Единственное изменение, которое привнесли эти отчаянные рутинеры,
заключается в курковой системе. Да и на это потребовался упорный труд двух
поколений. Конечно, этот старый железный лом не может выдержать никакого
сравнения с современным карабином, однако в руках таких прекрасных
стрелков, как буры, он все еще представляет весьма грозную опасность. На
столе стояли большие бычьи рога с кап-бренди, на полу валялись сумки, в
каждой из которых можно было бы поместить трехмесячного теленка, как зайца
в ягдташе.
Эти громадные ружья и эти рога, вмещающие достаточно водки, чтобы
напоить целый взвод, вполне соответствовали росту и телосложению хозяев. В
хижине находились три гиганта в возрасте от девятнадцати до тридцати пяти
лет. Помесь бизона с гиппопотамом. Шесть футов роста. Длинные, круглые,
толстые, тяжелые, неотесанные туловища, к которым прикреплены до
безобразия могучие конечности, делали их похожими на людей другой породы и
другого века. Лица, обожженные горячим африканским солнцем, не имели той
бледности, которая свойственна креолам Гвианы и Больших Малайских
островов. Это широкие простоватые лица с правильными чертами, и все же
есть в них грубость и жестокость, свойственные крупным толстокожим.
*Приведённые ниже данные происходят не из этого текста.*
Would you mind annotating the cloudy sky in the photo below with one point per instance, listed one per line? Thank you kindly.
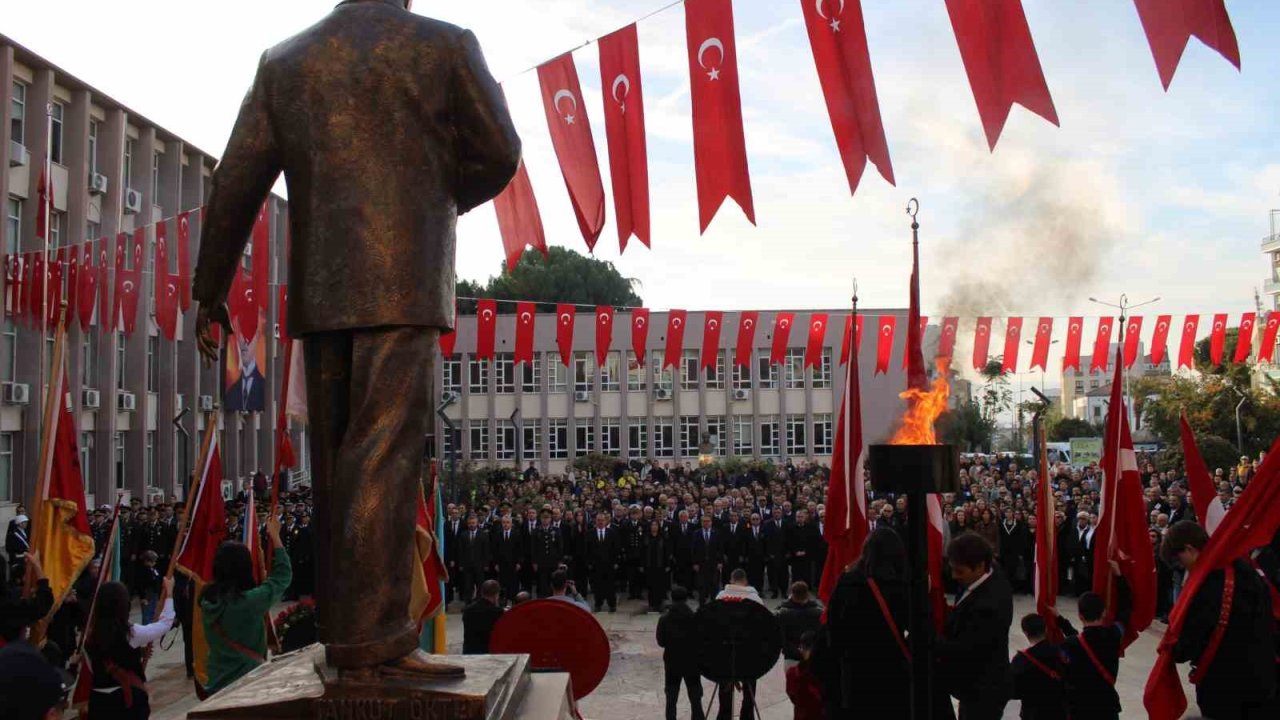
(1139, 191)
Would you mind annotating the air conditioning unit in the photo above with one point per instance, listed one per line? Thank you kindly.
(17, 393)
(18, 155)
(132, 201)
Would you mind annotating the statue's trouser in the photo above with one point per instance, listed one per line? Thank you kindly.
(368, 404)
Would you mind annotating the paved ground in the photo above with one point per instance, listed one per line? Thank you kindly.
(632, 688)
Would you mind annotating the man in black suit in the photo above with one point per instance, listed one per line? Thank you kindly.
(973, 650)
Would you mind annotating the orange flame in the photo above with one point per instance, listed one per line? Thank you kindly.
(923, 408)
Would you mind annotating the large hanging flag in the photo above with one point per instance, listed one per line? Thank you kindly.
(1252, 523)
(1170, 26)
(720, 142)
(1000, 59)
(624, 127)
(571, 137)
(839, 41)
(1121, 531)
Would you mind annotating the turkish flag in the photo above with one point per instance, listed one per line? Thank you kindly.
(525, 315)
(1000, 59)
(1187, 350)
(947, 338)
(487, 328)
(720, 145)
(839, 41)
(624, 127)
(1160, 340)
(782, 323)
(1216, 338)
(571, 137)
(675, 337)
(1132, 335)
(1266, 351)
(1170, 26)
(746, 323)
(1013, 338)
(519, 220)
(603, 332)
(184, 260)
(1043, 335)
(1244, 340)
(1102, 345)
(640, 333)
(885, 342)
(981, 343)
(817, 337)
(565, 317)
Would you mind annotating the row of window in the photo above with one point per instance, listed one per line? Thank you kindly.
(528, 377)
(671, 437)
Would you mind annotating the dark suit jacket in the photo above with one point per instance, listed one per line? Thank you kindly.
(387, 126)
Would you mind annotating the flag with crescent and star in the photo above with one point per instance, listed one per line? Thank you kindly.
(981, 342)
(487, 328)
(1000, 59)
(720, 141)
(839, 44)
(676, 320)
(565, 317)
(624, 127)
(640, 333)
(1013, 340)
(746, 323)
(887, 326)
(1160, 338)
(782, 323)
(526, 313)
(712, 322)
(1170, 27)
(571, 137)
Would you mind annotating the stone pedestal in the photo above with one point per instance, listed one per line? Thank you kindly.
(300, 686)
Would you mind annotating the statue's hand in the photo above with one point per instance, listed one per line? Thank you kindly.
(205, 319)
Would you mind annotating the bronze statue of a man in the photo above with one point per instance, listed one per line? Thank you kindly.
(387, 126)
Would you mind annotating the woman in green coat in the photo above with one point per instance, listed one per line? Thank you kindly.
(234, 609)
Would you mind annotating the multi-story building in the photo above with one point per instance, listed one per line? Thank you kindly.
(112, 171)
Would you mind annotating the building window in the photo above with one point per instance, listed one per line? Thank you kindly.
(479, 440)
(55, 139)
(504, 373)
(794, 369)
(478, 379)
(531, 374)
(663, 437)
(795, 436)
(689, 370)
(611, 374)
(769, 436)
(743, 436)
(557, 438)
(822, 433)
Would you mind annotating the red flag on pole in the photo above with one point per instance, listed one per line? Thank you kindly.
(1000, 59)
(525, 315)
(720, 144)
(746, 323)
(624, 127)
(565, 317)
(1170, 26)
(675, 337)
(571, 137)
(839, 41)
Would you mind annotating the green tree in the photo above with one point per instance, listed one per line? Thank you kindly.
(563, 276)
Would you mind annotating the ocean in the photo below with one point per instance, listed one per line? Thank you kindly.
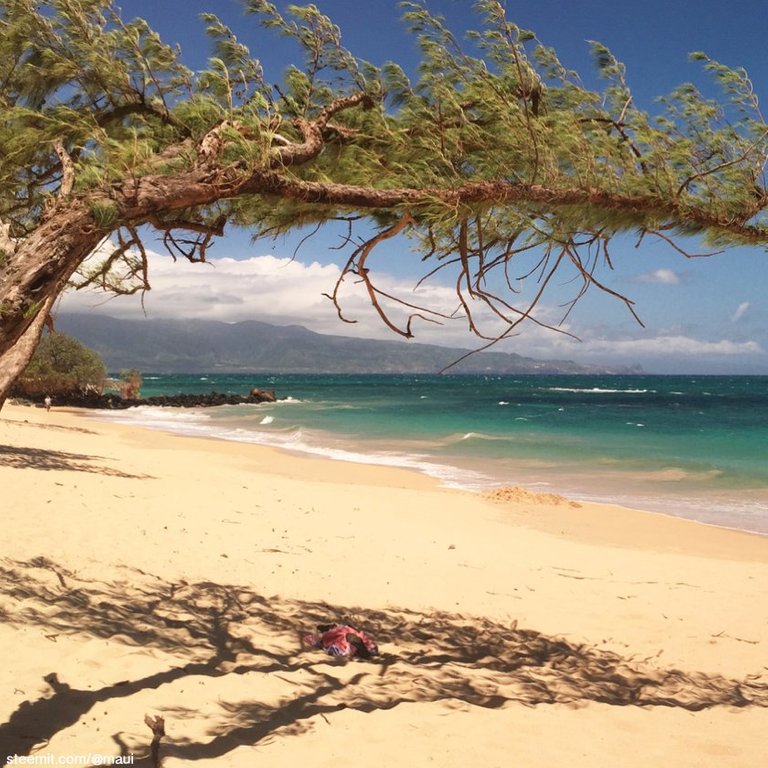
(690, 446)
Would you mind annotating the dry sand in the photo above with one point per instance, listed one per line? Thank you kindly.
(151, 574)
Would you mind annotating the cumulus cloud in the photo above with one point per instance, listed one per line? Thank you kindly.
(285, 291)
(661, 276)
(741, 310)
(268, 288)
(673, 346)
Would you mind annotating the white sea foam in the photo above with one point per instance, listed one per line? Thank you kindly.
(600, 390)
(199, 424)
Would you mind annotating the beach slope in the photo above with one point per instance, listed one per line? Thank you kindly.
(148, 575)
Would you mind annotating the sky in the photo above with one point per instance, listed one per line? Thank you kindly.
(700, 315)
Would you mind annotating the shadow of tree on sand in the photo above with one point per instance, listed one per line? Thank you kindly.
(18, 457)
(223, 630)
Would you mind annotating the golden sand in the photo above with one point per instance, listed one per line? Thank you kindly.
(151, 575)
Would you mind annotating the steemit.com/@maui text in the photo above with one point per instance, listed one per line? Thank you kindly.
(51, 759)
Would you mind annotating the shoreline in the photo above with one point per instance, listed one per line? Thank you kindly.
(734, 511)
(161, 575)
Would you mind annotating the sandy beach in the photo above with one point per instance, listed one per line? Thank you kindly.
(146, 574)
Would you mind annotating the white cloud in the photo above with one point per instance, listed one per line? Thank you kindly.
(672, 346)
(284, 291)
(741, 310)
(271, 289)
(661, 276)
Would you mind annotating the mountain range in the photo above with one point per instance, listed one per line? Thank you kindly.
(206, 346)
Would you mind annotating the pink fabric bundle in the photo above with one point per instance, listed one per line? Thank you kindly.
(342, 640)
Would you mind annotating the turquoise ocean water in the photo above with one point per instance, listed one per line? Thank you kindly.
(693, 446)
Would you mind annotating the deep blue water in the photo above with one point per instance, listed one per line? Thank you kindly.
(695, 446)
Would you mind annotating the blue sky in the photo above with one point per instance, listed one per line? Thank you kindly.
(701, 315)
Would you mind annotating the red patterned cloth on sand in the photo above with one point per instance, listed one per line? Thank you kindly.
(342, 640)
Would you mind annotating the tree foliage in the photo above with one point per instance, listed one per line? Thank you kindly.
(62, 365)
(493, 159)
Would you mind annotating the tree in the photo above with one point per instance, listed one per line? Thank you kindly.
(130, 384)
(61, 365)
(496, 162)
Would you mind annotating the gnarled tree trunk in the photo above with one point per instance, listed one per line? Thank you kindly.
(31, 278)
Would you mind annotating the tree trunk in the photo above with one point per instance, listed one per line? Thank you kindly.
(33, 276)
(13, 362)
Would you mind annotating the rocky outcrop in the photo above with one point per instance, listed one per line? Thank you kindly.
(93, 400)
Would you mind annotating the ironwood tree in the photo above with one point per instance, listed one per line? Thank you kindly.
(59, 366)
(493, 158)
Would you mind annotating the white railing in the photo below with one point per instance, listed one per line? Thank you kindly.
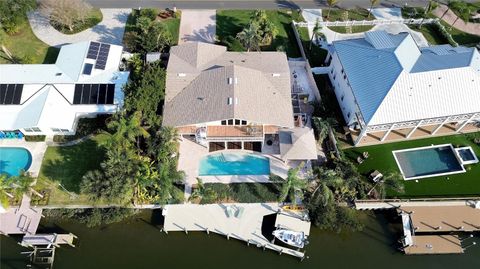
(365, 22)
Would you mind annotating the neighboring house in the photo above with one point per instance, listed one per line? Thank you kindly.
(388, 88)
(234, 100)
(47, 99)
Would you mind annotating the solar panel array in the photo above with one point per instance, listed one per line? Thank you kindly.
(10, 94)
(102, 56)
(99, 52)
(94, 94)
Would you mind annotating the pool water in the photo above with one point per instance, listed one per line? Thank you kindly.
(234, 164)
(14, 160)
(428, 162)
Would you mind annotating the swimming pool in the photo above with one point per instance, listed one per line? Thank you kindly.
(13, 160)
(234, 163)
(429, 161)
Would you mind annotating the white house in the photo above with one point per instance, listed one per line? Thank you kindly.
(45, 99)
(388, 88)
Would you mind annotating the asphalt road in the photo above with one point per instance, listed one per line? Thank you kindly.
(246, 4)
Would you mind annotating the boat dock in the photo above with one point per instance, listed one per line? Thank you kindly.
(435, 244)
(48, 239)
(240, 221)
(443, 218)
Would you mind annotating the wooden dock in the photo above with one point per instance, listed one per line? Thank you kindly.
(443, 218)
(239, 221)
(435, 244)
(48, 239)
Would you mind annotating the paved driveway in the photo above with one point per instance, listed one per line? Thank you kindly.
(109, 30)
(198, 25)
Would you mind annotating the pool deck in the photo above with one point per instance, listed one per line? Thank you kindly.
(191, 153)
(37, 149)
(435, 244)
(247, 227)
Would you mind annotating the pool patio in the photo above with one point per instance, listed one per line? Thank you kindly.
(456, 185)
(37, 149)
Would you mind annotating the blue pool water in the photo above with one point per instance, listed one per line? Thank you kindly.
(428, 162)
(13, 160)
(234, 164)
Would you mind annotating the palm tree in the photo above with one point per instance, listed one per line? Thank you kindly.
(392, 181)
(315, 32)
(5, 190)
(251, 36)
(372, 3)
(293, 186)
(330, 4)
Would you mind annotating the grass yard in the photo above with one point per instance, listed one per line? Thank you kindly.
(434, 37)
(94, 17)
(355, 29)
(231, 22)
(246, 192)
(381, 159)
(67, 165)
(356, 14)
(26, 46)
(316, 55)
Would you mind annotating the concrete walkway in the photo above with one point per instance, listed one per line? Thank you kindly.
(109, 30)
(198, 25)
(450, 17)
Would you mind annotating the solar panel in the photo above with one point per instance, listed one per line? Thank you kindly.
(93, 50)
(3, 92)
(10, 92)
(102, 94)
(87, 69)
(77, 96)
(86, 94)
(94, 94)
(110, 93)
(17, 96)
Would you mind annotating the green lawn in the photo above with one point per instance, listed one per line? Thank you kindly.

Все трое носят одинаковые куртки и штаны из желтоватой кожи. Это платье
исцарапано колючками и покрыто пятнами жира и крови - крови людей и
животных. Все три гиганта поразительно похожи друг на Друга. Однако
благодаря некоторым неизгладимым особым приметам, которые имеют двое из
них, спутать их невозможно. Эти особые приметы - последствия страшной
борьбы, на которую намекал субъект, называемый Клаасом.
Корнелис - кривой. Вместо левого глаза у него страшный, лилового цвета
шрам, по-видимому полученный от выстрела в упор из мушкета.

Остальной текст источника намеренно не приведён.